Um der angeschlagenen Wirtschaft unter die Arme zu greifen, steht die Idee einer Kaufprämie für Autos im Raum. Doch aus den Reihen der Klimaschützer wird Protest laut - auch in Karlsruhe. Ihr Vorwurf an die Politik: Die Corona-Krise und die Klima-Krise würden gegeneinander ausgespielt. Am Dienstag berät in Berlin der Koalitionsausschuss über finanzielle Hilfen für die Industrie und den umstrittenen "Autobonus".

Baden-Württemberg ist ein "Auto-Land": Rund eine halbe Million Menschen arbeiten im Bereich der Autoindustrie - ob bei den bekannten Marken oder Zulieferfirmen. Doch wie in vielen anderen Branchen hat die Corona-Krise ihre Spuren hinterlassen, denn die Kaufbereitschaft für Neuwagen ist in den vergangenen Monaten zurückgegangen.

Baden-Württemberg ist ein "Auto-Land". | Bild: Paul Needham

Kaufprämie soll Automobilindustrie ankurbeln

Die Idee: Eine Kaufprämie soll die schwächelnde Automobilbranche wieder ankurbeln. Darauf haben sich die Ministerpräsidenten der drei Bundesländer Baden-Württemberg, Bayern und Niedersachsen verständigt. Sie fordern vom Bund, den Autokauf zu unterstützen. 3.000 Euro sollen Kunden zum Kauf moderner Benziner und Dieselautos anregen. 
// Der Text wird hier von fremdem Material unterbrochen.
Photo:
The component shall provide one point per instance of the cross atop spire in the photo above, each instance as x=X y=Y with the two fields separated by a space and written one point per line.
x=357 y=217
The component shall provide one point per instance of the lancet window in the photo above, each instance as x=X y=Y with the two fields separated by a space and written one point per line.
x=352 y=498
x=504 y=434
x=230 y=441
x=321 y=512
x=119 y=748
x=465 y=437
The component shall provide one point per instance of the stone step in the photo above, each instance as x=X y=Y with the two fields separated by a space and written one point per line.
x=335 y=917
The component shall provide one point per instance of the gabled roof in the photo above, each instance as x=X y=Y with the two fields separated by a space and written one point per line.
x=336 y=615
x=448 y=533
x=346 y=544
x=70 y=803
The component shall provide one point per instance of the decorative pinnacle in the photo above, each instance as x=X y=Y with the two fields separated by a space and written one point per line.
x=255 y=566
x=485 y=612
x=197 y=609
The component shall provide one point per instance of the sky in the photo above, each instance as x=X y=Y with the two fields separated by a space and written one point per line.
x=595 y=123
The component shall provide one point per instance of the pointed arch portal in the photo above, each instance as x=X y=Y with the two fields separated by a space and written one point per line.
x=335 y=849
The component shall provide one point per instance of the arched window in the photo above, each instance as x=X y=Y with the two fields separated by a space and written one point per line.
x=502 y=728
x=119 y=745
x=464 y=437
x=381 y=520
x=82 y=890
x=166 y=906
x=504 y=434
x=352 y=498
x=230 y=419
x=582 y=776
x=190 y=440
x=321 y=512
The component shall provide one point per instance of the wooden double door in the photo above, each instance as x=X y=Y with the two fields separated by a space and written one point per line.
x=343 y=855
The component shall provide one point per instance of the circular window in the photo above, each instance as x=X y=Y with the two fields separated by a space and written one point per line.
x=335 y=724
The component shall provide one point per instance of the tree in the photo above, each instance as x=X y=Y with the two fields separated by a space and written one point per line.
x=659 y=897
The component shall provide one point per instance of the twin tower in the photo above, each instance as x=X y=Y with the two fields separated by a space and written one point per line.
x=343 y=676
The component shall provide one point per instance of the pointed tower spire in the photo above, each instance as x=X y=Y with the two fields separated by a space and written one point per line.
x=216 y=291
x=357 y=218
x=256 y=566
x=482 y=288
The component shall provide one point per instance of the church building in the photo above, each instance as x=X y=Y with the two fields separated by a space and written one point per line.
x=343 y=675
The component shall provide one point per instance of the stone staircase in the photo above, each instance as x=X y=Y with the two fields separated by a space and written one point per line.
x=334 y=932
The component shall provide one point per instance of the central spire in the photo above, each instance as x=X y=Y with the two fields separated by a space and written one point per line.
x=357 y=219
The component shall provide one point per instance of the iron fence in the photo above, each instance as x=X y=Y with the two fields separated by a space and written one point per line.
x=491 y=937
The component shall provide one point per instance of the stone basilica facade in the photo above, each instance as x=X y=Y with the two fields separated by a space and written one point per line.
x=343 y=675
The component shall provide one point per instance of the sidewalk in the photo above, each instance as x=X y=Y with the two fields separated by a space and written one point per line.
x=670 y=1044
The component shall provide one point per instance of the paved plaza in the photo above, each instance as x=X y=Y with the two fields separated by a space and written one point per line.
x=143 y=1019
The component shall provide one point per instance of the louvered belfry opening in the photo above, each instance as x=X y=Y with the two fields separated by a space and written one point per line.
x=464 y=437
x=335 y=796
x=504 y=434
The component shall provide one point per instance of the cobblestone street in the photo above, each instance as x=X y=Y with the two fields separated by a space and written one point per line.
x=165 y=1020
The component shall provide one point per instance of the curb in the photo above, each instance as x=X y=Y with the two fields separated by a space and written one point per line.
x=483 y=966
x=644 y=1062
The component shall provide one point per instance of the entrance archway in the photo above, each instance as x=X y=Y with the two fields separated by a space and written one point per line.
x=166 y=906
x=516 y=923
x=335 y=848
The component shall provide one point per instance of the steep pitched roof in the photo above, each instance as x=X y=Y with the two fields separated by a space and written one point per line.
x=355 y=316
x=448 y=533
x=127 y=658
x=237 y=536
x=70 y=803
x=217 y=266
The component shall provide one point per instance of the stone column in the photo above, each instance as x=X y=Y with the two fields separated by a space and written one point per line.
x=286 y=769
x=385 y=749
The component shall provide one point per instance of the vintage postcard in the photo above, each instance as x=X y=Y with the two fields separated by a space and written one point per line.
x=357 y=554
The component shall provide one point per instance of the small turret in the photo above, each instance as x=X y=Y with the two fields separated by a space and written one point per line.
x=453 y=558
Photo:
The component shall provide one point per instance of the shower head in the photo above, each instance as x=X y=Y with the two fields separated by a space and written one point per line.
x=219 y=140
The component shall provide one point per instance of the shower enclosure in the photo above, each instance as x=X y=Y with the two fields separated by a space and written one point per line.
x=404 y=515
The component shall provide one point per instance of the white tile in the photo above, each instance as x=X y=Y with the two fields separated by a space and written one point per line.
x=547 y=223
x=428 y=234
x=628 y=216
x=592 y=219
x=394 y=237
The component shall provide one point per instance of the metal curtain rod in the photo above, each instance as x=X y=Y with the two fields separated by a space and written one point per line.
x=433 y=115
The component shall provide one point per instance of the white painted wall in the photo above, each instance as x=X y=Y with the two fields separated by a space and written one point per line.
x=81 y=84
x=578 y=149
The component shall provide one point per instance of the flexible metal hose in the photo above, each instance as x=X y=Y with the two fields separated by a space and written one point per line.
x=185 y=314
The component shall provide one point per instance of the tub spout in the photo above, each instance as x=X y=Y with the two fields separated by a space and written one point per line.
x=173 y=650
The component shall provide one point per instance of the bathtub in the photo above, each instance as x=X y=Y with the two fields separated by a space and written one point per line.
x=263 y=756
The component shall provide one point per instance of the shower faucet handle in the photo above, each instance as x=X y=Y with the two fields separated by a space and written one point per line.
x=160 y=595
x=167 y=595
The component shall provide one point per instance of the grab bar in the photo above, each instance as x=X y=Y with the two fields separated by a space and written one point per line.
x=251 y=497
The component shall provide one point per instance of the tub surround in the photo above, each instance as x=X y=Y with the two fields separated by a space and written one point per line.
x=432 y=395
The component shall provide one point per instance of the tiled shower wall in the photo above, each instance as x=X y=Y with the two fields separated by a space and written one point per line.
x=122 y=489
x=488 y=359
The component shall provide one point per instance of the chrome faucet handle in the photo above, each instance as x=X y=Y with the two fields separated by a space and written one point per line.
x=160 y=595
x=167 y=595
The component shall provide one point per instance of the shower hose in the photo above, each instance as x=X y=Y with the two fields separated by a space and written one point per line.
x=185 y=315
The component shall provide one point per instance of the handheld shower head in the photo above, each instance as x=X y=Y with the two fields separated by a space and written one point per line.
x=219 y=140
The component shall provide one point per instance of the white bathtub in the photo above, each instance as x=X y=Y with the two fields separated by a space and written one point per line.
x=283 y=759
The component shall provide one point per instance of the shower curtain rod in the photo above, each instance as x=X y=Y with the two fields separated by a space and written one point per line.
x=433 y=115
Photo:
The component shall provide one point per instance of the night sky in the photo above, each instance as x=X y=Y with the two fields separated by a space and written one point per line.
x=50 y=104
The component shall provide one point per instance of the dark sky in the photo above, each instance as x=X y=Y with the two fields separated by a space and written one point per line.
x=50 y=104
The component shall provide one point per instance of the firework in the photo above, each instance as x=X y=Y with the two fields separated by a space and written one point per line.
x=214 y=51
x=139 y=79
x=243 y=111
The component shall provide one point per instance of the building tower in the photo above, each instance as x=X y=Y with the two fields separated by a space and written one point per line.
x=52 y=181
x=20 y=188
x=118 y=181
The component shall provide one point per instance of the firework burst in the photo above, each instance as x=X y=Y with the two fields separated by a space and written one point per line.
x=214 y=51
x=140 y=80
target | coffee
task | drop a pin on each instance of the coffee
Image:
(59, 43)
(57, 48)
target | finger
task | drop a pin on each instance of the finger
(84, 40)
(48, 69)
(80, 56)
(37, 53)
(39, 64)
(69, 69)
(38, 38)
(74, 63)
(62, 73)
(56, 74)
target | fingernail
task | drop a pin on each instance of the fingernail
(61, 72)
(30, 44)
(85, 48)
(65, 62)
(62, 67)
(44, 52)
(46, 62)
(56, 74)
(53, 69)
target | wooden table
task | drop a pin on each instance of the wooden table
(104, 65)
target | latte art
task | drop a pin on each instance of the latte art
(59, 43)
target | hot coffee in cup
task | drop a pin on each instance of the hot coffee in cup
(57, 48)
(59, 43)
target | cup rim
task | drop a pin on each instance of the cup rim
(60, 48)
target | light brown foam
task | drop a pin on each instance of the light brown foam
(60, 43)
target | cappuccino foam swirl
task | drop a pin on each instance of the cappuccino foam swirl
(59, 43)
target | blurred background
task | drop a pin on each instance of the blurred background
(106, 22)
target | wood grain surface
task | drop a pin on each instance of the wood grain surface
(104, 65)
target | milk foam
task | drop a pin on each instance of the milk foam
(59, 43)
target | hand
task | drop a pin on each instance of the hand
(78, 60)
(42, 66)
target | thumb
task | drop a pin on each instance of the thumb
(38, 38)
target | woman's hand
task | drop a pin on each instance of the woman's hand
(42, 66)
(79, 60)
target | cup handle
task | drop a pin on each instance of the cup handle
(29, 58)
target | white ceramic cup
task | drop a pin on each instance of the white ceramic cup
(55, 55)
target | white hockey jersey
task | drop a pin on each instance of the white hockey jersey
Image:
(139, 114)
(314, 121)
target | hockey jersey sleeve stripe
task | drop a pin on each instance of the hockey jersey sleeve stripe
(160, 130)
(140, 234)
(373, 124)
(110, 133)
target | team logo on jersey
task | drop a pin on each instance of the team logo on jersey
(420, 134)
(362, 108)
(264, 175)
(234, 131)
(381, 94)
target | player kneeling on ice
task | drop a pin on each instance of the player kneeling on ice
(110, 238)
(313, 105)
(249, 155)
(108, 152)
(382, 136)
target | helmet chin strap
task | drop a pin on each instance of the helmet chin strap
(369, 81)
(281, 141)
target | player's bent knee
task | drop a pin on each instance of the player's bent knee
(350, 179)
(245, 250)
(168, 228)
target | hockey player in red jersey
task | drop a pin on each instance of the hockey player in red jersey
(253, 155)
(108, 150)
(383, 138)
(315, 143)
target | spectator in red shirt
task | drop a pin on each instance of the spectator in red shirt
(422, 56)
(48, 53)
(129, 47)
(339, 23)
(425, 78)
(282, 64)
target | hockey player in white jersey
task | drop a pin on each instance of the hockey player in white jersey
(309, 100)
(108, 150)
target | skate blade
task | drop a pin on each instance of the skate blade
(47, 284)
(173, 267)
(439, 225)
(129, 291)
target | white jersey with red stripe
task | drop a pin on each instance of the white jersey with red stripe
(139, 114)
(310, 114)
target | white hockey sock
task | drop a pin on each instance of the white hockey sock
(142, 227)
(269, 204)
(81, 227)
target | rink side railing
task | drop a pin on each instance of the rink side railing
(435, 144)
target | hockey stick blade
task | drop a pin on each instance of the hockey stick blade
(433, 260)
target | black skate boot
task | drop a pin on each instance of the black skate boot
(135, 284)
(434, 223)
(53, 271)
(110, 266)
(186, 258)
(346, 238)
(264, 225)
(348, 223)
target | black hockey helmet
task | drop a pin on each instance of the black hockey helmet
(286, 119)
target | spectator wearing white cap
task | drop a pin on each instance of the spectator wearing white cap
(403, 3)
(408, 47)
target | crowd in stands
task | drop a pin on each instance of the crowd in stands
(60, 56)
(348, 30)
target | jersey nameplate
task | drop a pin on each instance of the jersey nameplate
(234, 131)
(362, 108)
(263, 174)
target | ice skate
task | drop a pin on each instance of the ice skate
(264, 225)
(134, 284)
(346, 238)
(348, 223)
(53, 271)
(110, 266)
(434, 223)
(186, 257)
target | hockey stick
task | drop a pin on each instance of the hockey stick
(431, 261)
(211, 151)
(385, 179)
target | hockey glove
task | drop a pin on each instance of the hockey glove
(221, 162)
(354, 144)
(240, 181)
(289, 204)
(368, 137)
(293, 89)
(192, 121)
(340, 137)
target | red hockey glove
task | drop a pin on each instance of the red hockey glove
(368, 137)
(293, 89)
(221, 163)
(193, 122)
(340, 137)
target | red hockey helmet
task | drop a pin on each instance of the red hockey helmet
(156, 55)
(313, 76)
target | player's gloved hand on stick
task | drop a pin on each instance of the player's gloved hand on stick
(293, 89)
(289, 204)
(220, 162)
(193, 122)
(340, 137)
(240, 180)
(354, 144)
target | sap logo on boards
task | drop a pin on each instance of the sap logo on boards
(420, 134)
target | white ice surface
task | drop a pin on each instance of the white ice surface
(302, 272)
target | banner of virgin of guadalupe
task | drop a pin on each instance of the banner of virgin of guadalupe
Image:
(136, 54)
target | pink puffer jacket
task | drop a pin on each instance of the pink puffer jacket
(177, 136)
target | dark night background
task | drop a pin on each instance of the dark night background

Bereits Ende Mai wurde in Karlsruhe die Kritik laut. Über 250 Menschen demonstrierten auf ihren Rädern gegen die Autoprämie und für eine Verkehrswende. Organisiert wurde der Protest von Fridays For Future, Greenpeace und dem KlimaKollektiv Karlsruhe.

Gegen einen Kaufbonus für Autos: Fahrrad-Demonstration in Karlsruhe Ende Mai. | Bild: KlimaKollektiv Karlsruhe

"Die Kaufpreisprämie ist dazu gedacht, dass sich Leute, die eigentlich kein neues Auto brauchen, eines kaufen", so Fridays For Future Karlsruhe auf Nachfrage von ka-news.de. Dies würde zum einen den Zielen des Klimaschutzes widersprechen, zum anderen würde die Förderung anderer Bereiche, die ebenfalls unter den Folgen der Krise leiden, zu kurz kommen.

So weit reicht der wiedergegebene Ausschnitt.